Architecture of the Virtual Research Environment

How is the Virtual Research Environment (VRE) structured? What other infrastructures does the platform interface with and enable researchers to access and use data securely? Here you will find a schematic representation of the VRE and an explanation of its key elements.

Key elements

Research Portal

The primary interface for researchers to access VRE functions and resources, including data capture tools, interactive dashboards and viewers, query tools and analysis workspaces. 

Data Gateway API

An application programming interface that enables the Research Portal to exchange data and metadata with VRE systems, and allows the VRE to be interoperable with other data platforms, data sources and systems.

Green Room

An environment in which hospital data, such as data derived from electronic health records (EHRs), picture archiving and communication systems (PACS), laboratories, and other sources, can be de-identified, transformed and prepared prior to being transferred to VRE systems and made available for research use.

Data Lake

A zone within the VRE in which data of any type can be received, stored, catalogued, and ultimately ingested into platform databases. Standard data models and ontologies are applied to allow datasets to be aggregated and processed. Data can be further de-identified here for broader sharing. Quality assurance, quality control and preprocessing pipelines prepare the data for visualisation and analysis. 

Data Warehouse

A set of databases and services which transform diverse data into a unified, federated context. Federation is critical for harmonizing data and metadata so that information about participants and datasets can be queried, visualized, and analyzed across studies, data sources and modalities. The Metadata Repository and Knowledge Graph implement standardized and extensible schemas to represent metadata derived from datasets as well as annotations generated by researchers. 

Shared Services

Automated services that are required by VRE components. The Participant Registry includes systems for generating and storing unique pseudonymized identifiers for all research participants contributing data to the VRE. Identity and access management systems allow the Research Portal and other VRE components to assign or validate the identity and permissions of VRE users.

Workspaces and Analytics Resources

Workspaces are flexible and interactive environments in which users can access, visualise and analyse their data with a range of analysis and visualisation tools. These are supported by underlying computing infrastructure as well as privacy preserving linkage systems that allow de-identified datasets to be linked and compared. 

Charité/BIH Infrastructure and Services

Various IT systems and services are integrated to provide networking, computing, storage and other infrastructure required by the VRE. This includes services that transfer data from existing research and clinical data sources (e.g. REDCap, PACS) into the Green Room; Hadoop and other systems deployed within the Health Data Platform; high performance computing clusters for running preprocessing pipelines; and backup, recovery and data archival systems that ensure that data are kept safe and available at all times. 

VRE Architecture explained in video

The VRE Portal allows research teams to discover and query data, access user friendly dashboards and visualizations, directly process and analyze datasets within interactive workbenches, and manage their projects and permissions.
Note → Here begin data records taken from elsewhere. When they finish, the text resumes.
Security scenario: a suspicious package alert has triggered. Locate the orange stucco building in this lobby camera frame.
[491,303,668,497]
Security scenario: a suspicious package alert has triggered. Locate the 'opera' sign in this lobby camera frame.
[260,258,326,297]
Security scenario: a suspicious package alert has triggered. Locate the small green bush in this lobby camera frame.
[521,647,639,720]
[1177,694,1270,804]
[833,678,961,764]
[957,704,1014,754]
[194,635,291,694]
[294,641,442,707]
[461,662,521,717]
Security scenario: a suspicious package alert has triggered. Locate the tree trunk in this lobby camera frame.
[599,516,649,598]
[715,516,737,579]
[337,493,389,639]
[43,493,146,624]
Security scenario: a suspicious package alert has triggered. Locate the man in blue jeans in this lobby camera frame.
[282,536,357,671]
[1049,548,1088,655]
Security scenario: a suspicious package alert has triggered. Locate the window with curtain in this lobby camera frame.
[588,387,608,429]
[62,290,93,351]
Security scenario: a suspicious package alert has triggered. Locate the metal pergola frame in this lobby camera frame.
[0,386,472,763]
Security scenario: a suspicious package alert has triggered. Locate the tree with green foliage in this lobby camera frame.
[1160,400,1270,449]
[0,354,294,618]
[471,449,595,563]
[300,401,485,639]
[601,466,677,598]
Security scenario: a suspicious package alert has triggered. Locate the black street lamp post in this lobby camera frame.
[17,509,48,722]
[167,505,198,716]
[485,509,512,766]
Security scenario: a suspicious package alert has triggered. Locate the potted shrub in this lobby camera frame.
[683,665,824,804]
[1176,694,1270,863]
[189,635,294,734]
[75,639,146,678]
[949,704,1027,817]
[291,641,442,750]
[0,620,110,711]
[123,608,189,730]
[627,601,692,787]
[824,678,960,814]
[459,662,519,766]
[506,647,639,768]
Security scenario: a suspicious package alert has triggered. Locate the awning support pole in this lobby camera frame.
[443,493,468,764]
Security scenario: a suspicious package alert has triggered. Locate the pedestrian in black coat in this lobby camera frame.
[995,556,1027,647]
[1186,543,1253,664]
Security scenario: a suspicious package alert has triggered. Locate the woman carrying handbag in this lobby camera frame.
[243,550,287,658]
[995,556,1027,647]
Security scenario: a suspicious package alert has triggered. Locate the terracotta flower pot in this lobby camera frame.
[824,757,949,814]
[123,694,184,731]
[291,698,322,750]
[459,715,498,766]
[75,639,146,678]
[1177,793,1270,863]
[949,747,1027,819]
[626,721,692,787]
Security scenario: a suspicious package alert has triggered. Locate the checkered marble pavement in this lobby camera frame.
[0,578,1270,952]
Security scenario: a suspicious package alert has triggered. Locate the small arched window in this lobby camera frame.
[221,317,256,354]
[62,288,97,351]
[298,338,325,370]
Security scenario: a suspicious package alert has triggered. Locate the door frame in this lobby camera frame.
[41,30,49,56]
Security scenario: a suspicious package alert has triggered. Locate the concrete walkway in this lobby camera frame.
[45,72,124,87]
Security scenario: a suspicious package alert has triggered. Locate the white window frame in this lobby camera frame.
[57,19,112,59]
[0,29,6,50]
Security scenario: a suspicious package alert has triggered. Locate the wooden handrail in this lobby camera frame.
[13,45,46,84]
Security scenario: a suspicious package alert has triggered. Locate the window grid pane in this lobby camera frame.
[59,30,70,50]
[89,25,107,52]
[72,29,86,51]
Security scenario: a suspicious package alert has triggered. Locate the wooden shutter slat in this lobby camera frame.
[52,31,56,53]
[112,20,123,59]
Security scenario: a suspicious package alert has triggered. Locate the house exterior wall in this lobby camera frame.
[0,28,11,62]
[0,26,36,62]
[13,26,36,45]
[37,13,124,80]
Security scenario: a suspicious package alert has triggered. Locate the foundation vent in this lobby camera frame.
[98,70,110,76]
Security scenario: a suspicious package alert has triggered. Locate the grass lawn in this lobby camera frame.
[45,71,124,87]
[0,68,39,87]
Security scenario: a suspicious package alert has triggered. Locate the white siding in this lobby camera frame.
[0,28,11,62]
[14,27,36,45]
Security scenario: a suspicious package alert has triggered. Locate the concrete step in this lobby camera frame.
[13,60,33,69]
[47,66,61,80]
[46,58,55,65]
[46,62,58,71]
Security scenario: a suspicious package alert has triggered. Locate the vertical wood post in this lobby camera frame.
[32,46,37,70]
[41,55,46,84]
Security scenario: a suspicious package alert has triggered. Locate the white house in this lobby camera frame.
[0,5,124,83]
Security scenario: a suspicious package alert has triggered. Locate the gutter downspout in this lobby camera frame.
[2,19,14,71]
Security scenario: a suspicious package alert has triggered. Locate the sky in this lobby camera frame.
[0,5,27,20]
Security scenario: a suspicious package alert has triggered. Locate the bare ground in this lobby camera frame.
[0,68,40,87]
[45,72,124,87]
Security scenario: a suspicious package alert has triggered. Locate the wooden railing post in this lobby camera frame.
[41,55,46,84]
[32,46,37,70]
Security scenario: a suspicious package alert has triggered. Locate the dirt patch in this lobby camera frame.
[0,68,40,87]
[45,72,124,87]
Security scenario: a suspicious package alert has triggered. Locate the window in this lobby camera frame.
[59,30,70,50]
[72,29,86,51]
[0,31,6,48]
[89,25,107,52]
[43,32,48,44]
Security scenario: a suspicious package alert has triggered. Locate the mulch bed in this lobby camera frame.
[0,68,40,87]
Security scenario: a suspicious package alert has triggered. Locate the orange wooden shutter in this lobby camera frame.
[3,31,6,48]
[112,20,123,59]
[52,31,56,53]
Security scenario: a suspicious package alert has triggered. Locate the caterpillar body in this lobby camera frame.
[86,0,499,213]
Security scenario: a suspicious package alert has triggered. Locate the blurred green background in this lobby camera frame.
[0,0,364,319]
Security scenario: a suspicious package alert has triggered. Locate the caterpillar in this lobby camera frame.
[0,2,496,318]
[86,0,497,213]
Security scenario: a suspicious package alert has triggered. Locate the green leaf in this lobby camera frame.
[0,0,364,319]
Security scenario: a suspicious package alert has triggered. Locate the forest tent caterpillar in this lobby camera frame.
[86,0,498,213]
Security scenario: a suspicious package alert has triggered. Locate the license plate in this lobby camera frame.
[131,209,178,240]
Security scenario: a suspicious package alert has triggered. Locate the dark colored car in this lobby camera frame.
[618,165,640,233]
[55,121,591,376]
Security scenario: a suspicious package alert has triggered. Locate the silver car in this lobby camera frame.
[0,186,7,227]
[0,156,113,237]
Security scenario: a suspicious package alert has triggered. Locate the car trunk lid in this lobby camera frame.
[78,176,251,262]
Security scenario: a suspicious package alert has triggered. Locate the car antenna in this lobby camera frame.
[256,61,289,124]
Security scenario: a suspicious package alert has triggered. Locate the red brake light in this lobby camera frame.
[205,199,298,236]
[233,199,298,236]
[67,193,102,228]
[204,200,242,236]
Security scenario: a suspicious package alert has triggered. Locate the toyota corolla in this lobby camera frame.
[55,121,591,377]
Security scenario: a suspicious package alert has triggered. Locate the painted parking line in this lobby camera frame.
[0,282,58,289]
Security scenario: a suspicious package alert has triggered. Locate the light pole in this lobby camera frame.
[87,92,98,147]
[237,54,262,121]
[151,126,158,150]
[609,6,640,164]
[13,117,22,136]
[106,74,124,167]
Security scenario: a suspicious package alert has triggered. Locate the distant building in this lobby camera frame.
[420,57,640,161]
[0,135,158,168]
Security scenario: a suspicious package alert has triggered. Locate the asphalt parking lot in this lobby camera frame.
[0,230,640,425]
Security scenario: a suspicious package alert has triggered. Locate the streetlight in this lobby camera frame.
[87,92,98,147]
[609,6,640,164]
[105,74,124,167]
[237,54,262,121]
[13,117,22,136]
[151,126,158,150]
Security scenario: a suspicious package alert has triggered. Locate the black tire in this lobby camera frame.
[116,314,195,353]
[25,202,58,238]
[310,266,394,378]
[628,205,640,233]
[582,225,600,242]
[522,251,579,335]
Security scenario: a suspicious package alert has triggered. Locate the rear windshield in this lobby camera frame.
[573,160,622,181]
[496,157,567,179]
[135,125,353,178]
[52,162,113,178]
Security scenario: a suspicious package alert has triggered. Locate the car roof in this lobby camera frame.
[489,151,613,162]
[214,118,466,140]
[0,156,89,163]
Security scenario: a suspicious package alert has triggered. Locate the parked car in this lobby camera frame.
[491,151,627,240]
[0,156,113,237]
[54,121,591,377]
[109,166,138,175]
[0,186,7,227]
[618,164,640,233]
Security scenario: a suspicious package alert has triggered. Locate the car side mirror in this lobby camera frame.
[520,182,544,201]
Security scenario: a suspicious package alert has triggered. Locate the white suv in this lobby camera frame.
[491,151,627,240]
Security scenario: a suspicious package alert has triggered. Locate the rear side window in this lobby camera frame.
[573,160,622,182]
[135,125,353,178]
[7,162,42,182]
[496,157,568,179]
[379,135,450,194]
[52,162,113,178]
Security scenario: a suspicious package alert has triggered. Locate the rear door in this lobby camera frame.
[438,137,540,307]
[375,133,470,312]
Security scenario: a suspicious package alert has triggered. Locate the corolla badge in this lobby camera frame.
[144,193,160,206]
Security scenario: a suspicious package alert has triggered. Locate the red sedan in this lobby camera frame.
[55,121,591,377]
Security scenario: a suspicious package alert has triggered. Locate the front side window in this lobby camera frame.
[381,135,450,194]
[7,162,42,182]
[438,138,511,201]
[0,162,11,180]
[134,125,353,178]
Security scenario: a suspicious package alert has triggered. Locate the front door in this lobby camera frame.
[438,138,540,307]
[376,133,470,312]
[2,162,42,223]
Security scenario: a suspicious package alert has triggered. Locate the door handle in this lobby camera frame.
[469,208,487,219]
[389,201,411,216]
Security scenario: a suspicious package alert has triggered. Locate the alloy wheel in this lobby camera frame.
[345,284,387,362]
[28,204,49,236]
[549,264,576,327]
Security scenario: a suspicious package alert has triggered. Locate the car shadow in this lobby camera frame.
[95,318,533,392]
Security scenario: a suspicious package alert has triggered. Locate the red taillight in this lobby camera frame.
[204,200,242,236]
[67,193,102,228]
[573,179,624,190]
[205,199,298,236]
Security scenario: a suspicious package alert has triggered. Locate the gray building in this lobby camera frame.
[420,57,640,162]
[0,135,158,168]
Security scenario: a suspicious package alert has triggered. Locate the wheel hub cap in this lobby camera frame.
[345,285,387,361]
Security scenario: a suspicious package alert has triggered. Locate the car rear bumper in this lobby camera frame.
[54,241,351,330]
Data uploaded by researchers lands in the VRE Green Room, a restricted zone which provides pipelines and interfaces for pseudonymizing and preparing datasets before they can be processed further and shared. Once this has been done, approved data are copied from the Green Room into the Data Lake located in the VRE Core zone. The Data Lake includes services and pipelines for data cataloguing, quality control, curation, standardization and processing.

Datasets collected and processed across research projects and modalities, including data points from clinical, imaging and other data types such as genomics, can be aggregated into a centralized Data Warehouse. Metadata on these datasets are also captured centrally within the Knowledge Graph and the Metadata Repository. These systems support researchers in finding and extracting their data for the purposes of downstream analysis and visualization.

Using the VRE Analysis Workbench, researchers can work securely inside the platform to process and analyze their datasets. For example, image data processing pipelines can be developed and executed in a high performance computing environment provided by the BIH HPC cluster, which is integrated with the VRE; and simulations and analyses based on machine learning or other computationally demanding methods can be conducted within customized virtual machines or containerized environments.  The results of this processing and analysis can flow back into the Data Lake to ensure that full provenance and data lineage is maintained across the data lifecycle.

A number of essential Platform Services are also deployed to support the functionality of the Portal, Green Room and VRE Core and to ensure that the platform operates securely and efficiently. These include an API Gateway, Authentication and Authorization services, Pipeline Orchestration and Messaging. Overall the VRE has been designed and implemented using a microservices architecture, which enables the platform to be reliable, resilient, scalable, and highly adaptable to evolving research requirements and to changes to the underlying IT infrastructure.

The VRE will support a variety of research data needs, ultimately leading to an ecosystem of researchers, data scientists, and developers working together to make medical research data secure, findable and usable.